Lettuce is such a staple that you may be apt to overlook how varied and versatile it really is. From basics like romaine and iceberg, to buttery Boston or Bibb, to fancy loose-leaf varieties that curl and twist and come in red and green, there are plenty to choose from. And they can do much more than fill out a salad bowl or keep tomato juice from seeping into your hamburger bun. Here’s everything you need to know about how to buy, cook with, and enjoy one of the garden’s greatest treasures: lettuce.

The Lettuce Top 5

Five must-reads for lettuce-lovers.

  1. Lettuce can be used in so much more than salad. Here are 10 more ways to enjoy it.
  2. Think hearts of romaine are boring? Let us get you excited again.
  3. Why butterhead lettuces like Bibb and Boston are some of our favorite kinds.
  4. Don’t dismiss the salad kit! We tried 85 different kinds to pick our five favorites.
  5. And of course, this is the top salad recipe on Pinterest.

Is Lettuce a Vegetable?

Culinarily, lettuce is definitely a vegetable. Botanically speaking “vegetable” just means any plant, and lettuce is neither an animal or a mineral, so it’s a vegetable there, too. Because it generally consists of a variety of predominately savory flavor profiles, from mild to bitter, it’s almost never used in a dessert, the way fruits are — but you knew this.

Types of Lettuce

There are four main types of lettuce you’re likely to find in a typical American grocery store.

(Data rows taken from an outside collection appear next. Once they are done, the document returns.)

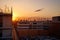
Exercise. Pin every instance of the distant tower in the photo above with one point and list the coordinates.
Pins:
(6, 25)
(56, 18)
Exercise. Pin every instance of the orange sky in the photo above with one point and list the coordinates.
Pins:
(26, 8)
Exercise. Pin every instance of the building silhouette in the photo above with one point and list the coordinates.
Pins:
(5, 25)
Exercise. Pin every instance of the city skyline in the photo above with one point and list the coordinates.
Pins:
(26, 8)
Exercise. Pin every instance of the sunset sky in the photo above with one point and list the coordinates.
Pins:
(26, 8)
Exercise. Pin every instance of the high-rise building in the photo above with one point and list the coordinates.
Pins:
(6, 25)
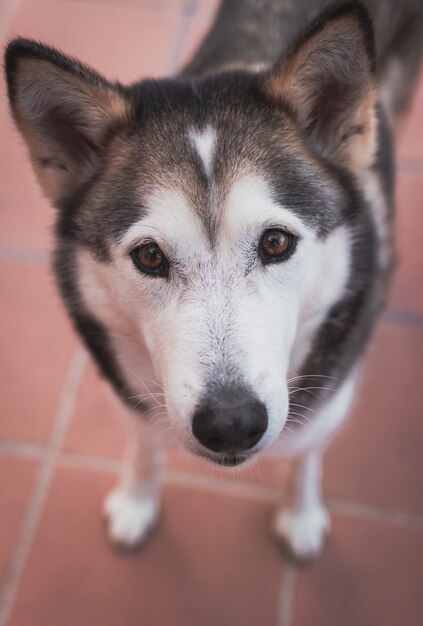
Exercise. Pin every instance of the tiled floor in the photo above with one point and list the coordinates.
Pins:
(212, 561)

Crisphead, or iceberg lettuce

This is the classic crunchy, mild, mostly water variety that you’ll often see individually wrapped and looking a bit like a head of green cabbage, except it’s a lot lighter. This is also what you’ll find topping a lot of unfancy hamburgers or underneath the bacon and blue cheese in your wedge salad.

Romaine lettuce

Also known outside America as cos, Romaine is the most currently popular variety. It’s got a bit more bite than iceberg, but is still mild enough to please even picky palates. Romaine grows in taller, skinnier heads called spears or hearts, and you’ll often find bags of three-in-a-row hearts of romaine at the store, with the looser outer leaves taken off. It’s also what you will get in any classic Caesar salad.

Butterhead lettuce

often goes by the name Boston lettuce or Bibb lettuce. The leaves are mild and extremely tender — one might even say buttery. Heads of the lettuce are distinguished by loose, wide leaves with smooth edges. You’ll often find it in the grocery store in a clamshell with a bit of the root still attached, and the wide, flexible leaves make lettuce wraps much easier to make.

Red and green loose-leaf

And finally there are a number of red and green loose-leaf varieties that don’t form into heads, like butterhead or iceberg, or hearts, like romaine. This is the lettuce you find most often at farmers markets and fancy grocery stores, or filling up a big bowl of fresh mixed greens. It often goes by names like Oak Leaf, Batavia, or French Crisp and it has a range of colors and textures.

Not exactly lettuce

There are also a number of other leafy greens you’re likely to find in salads that are technically not lettuces, but are the leaves of other families of plants, such as chicory, or brassica. These leaves tend to be more bitter, less mild, and are often sold with loose-leaf lettuces in packages of mesclun, or mixed greens.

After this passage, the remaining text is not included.